Bertrand, un Boulonnais d'une petite cinquantaine d'années, a souffert dans sa chair des « règles » de discipline du « Petit Haffreingue ». « Un enseignant m'a pété les phalanges des doigts, j'étais en sang, on ne peut pas oublier ça. » Pas plus qu'il n'a oublié les casiers en bois dont le volet se referme sur les mains, volontairement. Bertrand ouvre une parenthèse sur le choix des élèves ciblés par les violences. « Les enfants de la bourgeoisie boulonnaise n'étaient pas inquiétés, les violences visaient plutôt les élèves issus de familles d'ouvriers, ou de la classe moyenne. (…) Il y avait une sorte d'entre-soi entre les familles très catholiques, pour ne pas dire ultra-catholiques, et certains enseignants. »

La voix du Nord

Franck Boisgontier : « J'ai eu des anciens élèves qui m'ont raconté avoir été témoin ou avoir subi des violences physiques, psychologiques, sexuelles.

Ce sont des témoignages qui sont très violents : des attouchements, des fessées… J'avais vu que des comportements violents de la part d'un surveillant et de certains professeurs, notamment des prêtres, qui aimaient bien mettre des fessées en public aux enfants qui parlaient dans les rangs, ou qui avaient de mauvaises notes. C'étaient des violences, des humiliations… »

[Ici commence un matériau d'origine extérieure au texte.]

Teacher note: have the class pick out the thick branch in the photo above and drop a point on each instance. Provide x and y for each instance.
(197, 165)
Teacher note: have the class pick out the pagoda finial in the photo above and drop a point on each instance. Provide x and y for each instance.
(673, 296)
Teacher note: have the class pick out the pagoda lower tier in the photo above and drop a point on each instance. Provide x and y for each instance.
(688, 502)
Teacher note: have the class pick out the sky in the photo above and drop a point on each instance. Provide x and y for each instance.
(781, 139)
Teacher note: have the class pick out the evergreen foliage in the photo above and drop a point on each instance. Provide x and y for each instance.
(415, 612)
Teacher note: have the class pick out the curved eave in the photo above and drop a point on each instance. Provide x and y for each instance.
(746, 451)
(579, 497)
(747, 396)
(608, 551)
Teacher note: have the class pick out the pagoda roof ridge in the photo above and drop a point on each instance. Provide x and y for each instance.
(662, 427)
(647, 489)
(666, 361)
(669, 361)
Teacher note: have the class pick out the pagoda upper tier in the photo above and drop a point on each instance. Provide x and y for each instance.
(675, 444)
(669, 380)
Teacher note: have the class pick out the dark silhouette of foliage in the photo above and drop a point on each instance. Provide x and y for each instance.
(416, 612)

François Rouet : « Il y avait un pion qui avait les cheveux très gominés. Lui, son malin plaisir, c'était de prendre les garçons sur ses genoux, sa main avait tendance à glisser à droite à gauche. Heureusement, je n'ai eu à souffrir de violences sexuelles, moi c'était uniquement des violences mentales et physiques.

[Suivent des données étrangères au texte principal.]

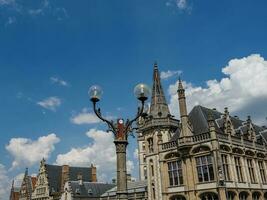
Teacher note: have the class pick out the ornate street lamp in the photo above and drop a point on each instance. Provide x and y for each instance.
(121, 131)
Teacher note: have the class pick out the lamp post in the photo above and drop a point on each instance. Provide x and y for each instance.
(121, 130)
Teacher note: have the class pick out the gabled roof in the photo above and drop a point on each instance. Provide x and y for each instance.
(88, 189)
(198, 117)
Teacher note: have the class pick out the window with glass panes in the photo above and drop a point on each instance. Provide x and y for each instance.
(225, 165)
(150, 145)
(238, 168)
(262, 172)
(205, 168)
(251, 170)
(175, 173)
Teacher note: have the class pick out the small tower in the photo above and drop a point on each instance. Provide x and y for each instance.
(159, 107)
(156, 128)
(185, 130)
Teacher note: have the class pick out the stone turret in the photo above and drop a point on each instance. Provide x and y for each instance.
(159, 107)
(183, 111)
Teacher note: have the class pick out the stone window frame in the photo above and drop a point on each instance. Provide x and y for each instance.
(251, 170)
(239, 169)
(262, 171)
(205, 166)
(175, 172)
(150, 145)
(226, 167)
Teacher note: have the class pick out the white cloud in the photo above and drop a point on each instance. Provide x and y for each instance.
(182, 5)
(58, 81)
(101, 152)
(41, 10)
(50, 103)
(4, 183)
(27, 152)
(6, 2)
(11, 20)
(136, 152)
(168, 74)
(85, 117)
(243, 89)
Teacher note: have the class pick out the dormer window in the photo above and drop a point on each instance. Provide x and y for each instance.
(90, 192)
(77, 191)
(150, 145)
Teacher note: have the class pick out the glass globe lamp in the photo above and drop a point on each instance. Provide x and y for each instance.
(142, 91)
(95, 93)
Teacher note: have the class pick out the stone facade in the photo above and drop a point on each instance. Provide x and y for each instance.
(27, 186)
(206, 155)
(14, 192)
(76, 190)
(52, 178)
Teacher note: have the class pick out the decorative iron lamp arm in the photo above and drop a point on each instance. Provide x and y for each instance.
(99, 115)
(140, 112)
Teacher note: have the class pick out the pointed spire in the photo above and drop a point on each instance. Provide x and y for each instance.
(180, 85)
(26, 171)
(159, 106)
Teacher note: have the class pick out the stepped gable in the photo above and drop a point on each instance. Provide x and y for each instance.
(87, 189)
(54, 173)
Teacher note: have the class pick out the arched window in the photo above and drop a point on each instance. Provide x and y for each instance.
(209, 196)
(256, 196)
(205, 168)
(151, 168)
(178, 197)
(175, 173)
(150, 145)
(243, 196)
(225, 165)
(145, 172)
(230, 195)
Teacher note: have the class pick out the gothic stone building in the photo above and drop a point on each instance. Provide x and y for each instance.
(206, 155)
(52, 178)
(27, 186)
(80, 190)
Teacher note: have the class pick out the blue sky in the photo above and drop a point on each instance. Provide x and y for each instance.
(52, 51)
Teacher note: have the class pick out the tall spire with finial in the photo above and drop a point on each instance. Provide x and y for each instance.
(159, 106)
(183, 110)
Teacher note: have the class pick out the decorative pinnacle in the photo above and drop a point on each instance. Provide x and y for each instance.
(180, 84)
(249, 119)
(26, 171)
(226, 112)
(155, 65)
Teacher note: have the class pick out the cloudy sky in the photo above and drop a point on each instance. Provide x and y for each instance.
(51, 51)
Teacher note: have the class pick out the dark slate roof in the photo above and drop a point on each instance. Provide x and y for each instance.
(16, 189)
(198, 117)
(138, 186)
(175, 135)
(54, 175)
(89, 189)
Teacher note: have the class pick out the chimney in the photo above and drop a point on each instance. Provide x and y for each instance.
(93, 173)
(114, 181)
(64, 176)
(80, 178)
(129, 177)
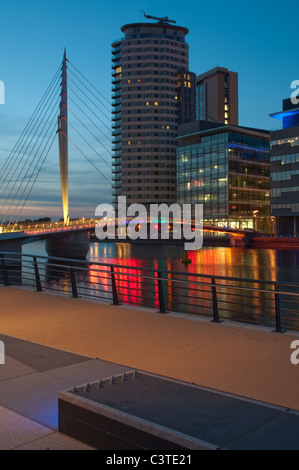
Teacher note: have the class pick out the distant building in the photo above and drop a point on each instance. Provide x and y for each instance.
(284, 170)
(227, 169)
(152, 92)
(217, 96)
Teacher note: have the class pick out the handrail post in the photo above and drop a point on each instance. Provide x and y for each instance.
(114, 287)
(215, 302)
(74, 283)
(37, 276)
(4, 271)
(161, 294)
(277, 310)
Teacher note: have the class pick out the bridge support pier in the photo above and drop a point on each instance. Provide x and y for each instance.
(68, 245)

Quand j'ai quitté le lycée - on m'a plus ou moins demandé de partir parce que les résultats scolaires n'étaient pas très bons - et bien j'ai explosé. J'ai commencé à me couper les bras, j'ai encore des marques. Tentative de suicide, la drogue et après je suis parti en vrille, j'ai eu les cheveux verts et la boucle d'oreille. Je pensais que j'étais le seul amoché, mais je me rends compte avec tous les témoignages sur les réseaux sociaux que je n'étais pas le seul. »

France 3 Hauts-de-France

Si la majorité du corps enseignant à l'époque de la présence des prêtres n'a pas fait de vagues, il en ressort aujourd'hui une poignée de noms connus de tous. Lesquels ont visiblement traumatisé des générations. À la suite de la publication de notre premier article sur Haffreingue, une demi-douzaine de témoignages supplémentaires sont venus compléter cette ambiance singulière.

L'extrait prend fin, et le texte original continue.